Does a sticky site really sell more?

Posted on June 1, 2008

 

We have all heard the oft-overused term of a ‘sticky site’. Sometimes, however, it is spoken about but not really explained too well.

A sticky site is a site that draws the user in. The user has to interact with the site, investing time. It is this crucial factor that we at Stuck On think that most people talking about stickiness do not place enough emphasis on.

Once a user has pressed a button, moved a slider, checked a box etc, they have invested time into a site. It is at this point that your site becomes more important than competitors that offer only non-interactive information.

A website in which a user has made such an act is statistically proven to sell more products and that fact alone is reason enough to invest in tools. But why does it sell more?

If you had a bricks and mortar shop and 10 people walked in on Monday and spent 10 minutes each in the shop, you would expect to sell £x.

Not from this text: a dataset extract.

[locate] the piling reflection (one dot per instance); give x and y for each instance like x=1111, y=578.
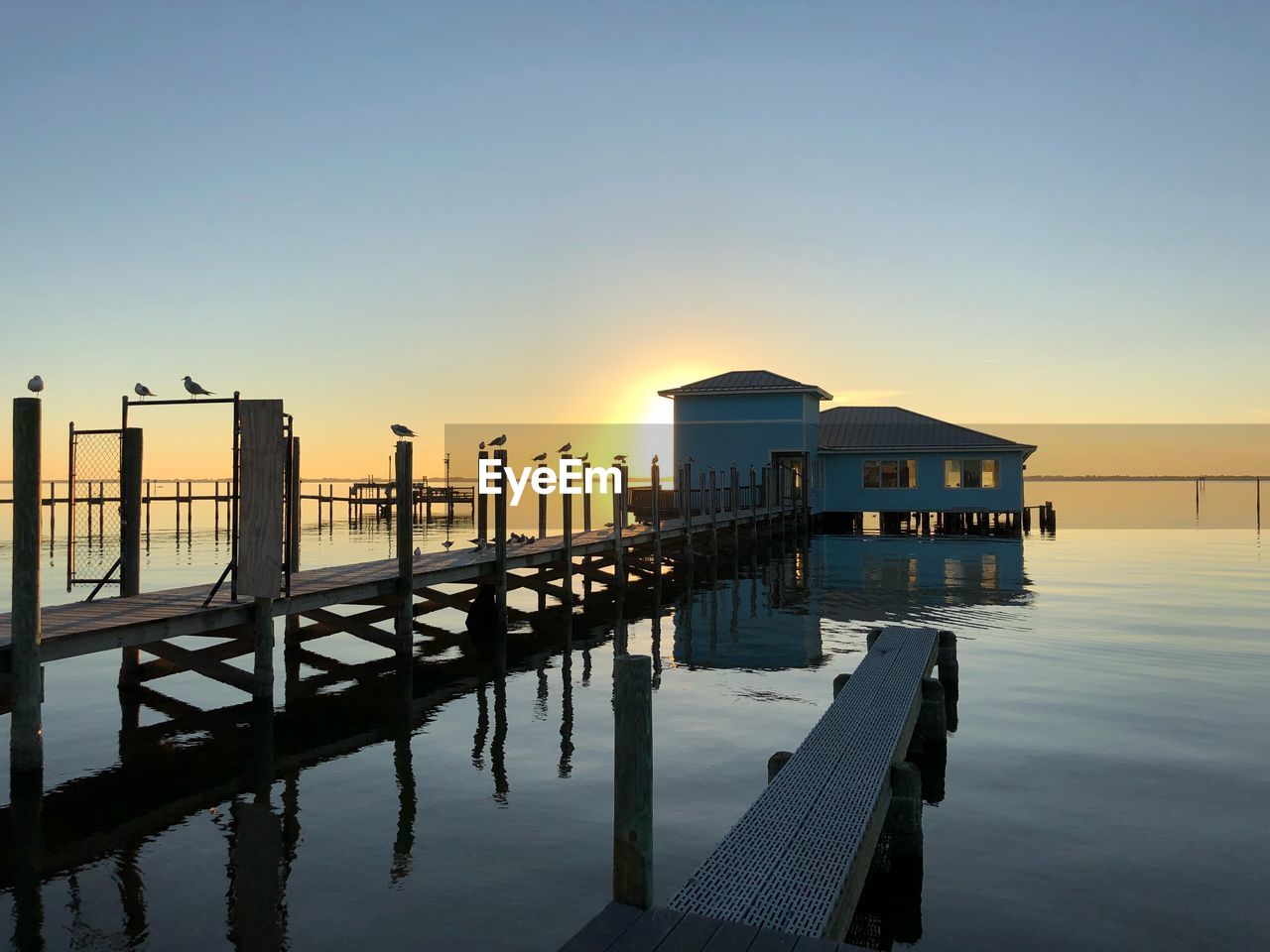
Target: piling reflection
x=760, y=607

Lets say for this example that x is £50.

If, on Tuesday, 10 people came in to the shop and spent 30 minutes into the shop, you would expect to sell £100+.

The same principle applies to your website. The longer that someone spends on your site, the higher chances of them becoming a customer.

The best way to get people to spend longer on your site is by providing great content – in both text and tool form. Think of all the popular sites that you use on a daily basis, they will all have tools and great content in one form or another.

Those sites will be selling more than the sites that don’t. This may be in the form of products or advertising space. What is the reason for this? Great tools and content.